File under: Things they never told me; Things we don't discuss around women of childbearing years.
(Warning: This is not a shiny, happy teaching/education/funny kid stories, share with the guys kind of post. So you can click away now, dad.)
Back in November, I stopped taking my birth control pills. I don't need them anymore for, you know, birth control (see also: husband, snipped), so I guess I was mainly hanging on to them for habit's sake. I always felt like I needed to have that control over my hormones, to force my body to do what I wanted every 28 days. Without that, what my body really wanted to do was have no set cycle schedule and create cysts on my ovaries which grow and explode and HURT, just for fun. In short, the pill kept my body from trying to kill me, and it allowed me to know with certainty that it would be okay to wear white pants.
I found this useful for many years.
But this fall, I decided enough is enough. So I quit taking it.
Meanwhile, and mostly unrelated, the tremors in my hands have been getting worse. My handwriting is horrible, especially if I have to go slowly, or trace something. Not only can I not hold a camera or decorate cookies, I can't tweeze my own eyebrows. I can barely put on makeup, and to do that I have to be leaning over the sink looking into a stationary mirror, I can't hold a compact mirror with one hand and apply mascara with the other. On most days, this is simply annoying. It is also part of the excuse I use for putting on my makeup while driving in the car, at red lights.

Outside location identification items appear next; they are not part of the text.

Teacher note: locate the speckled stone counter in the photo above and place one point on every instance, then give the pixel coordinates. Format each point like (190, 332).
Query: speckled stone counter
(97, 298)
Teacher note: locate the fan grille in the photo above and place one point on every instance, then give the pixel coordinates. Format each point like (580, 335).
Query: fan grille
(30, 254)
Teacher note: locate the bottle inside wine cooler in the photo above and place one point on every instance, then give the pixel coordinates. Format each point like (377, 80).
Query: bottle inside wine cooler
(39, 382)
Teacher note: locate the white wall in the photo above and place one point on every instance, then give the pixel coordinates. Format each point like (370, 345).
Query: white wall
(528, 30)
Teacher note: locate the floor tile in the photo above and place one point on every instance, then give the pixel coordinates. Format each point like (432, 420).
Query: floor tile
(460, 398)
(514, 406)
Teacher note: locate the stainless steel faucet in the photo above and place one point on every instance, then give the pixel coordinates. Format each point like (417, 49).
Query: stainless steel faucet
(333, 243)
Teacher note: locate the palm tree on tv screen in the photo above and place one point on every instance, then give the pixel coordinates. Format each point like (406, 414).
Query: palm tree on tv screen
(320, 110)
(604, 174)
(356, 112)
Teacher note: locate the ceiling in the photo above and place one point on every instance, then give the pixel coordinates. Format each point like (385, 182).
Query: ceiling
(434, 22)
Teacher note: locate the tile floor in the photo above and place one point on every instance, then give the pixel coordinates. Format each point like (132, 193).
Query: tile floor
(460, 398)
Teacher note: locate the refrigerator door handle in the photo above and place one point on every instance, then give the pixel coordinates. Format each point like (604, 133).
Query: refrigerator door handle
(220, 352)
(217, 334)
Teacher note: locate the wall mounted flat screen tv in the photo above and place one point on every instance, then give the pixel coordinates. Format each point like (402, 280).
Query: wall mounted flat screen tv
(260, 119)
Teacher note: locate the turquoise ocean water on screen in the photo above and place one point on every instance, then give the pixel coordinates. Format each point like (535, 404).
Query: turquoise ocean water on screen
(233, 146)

Mostly.
But back to December. One morning I went into the urgent care clinic at my doctor's office thinking I had a UTI. This is not abnormal, I get bladder infections 2-4 times per year. Who knows why. But this time, I saw a different doctor in the rotation, one I had never seen. One who apparently read my chart, unlike anyone else in that office recently. And so she knocked and came into the little room and sat down and said, "You don't have a bladder infection."
"Oh, yes I do," I countered, because I am That Patient, The One Who Always Knows Better.
"No, actually you don't," she said. "And you haven't really had one since 2009."
"No," I'm still in charge of this conversation, lady. "I get them a couple of times a year. I know what it feels like. I just need an antibiotic."
She cleared her throat.
"Let me be clear. You do not have a UTI. You haven't had one in two years. I've looked through your chart. The last 5 times you've come in here and peed in a cup, it hasn't actually grown any bacteria. So there's no infection." (note: they do a quick pH dip in the office, and then they send it off for a five day culture. Apparently nobody was following up.)
Shut. The. Front. Door.
And so she sent me to see a urologist, for the weird, painful bloating and the having to run to the bathroom suddenly, ALL THE DAMN TIME.
Finally, this week I had a CT scan and a visit with the urologist. (Who, for the record, is younger than me. DO NOT WANT.) He diagnosed me with Overactive Bladder and sent me home with a new prescription.
So. Let's tally it all up, shall we? I gave up the birth control prescription of my youth, and traded it for something to keep me from peeing my pants when I sneeze and running for the bathroom every five minutes. I may, in the near future, also have to start taking a prescription to help me deal with the shaking, for it is driving me crazy. Youthful Bountiful Girl: 0; Shriveled up and Damaged Old Woman: 2. I went straight from preventing a baby to trying to avoid being like one.
A woman's body does strange things, things men don't have to deal with. It's not just the Bringing Forth New Life miracle, either, although I suppose it's connected. Your body never fully recovers from forcing a watermelon through the eye of a needle, and I don't think it matters if you have one or twenty. Things just don't quite fall back into place correctly. Nobody tells you this, when you're young. Nobody tells you, look, that getting up in the night to pee thing? That's not just to prepare you for what it's like having a snuggly little screamer around at 2am. It never goes back. I guess if they did, nobody would want to have children anymore and then we'd die off as a society.
My point is, and I know you've been waiting patiently: 40 Sucks. I hadn't really worried a whole lot about it, it's just another birthday. But now I think turning 40 is like having a car with a 60,000 mile warranty. Once you hit 60,001 things starting falling apart.
And apparently, I just clicked over.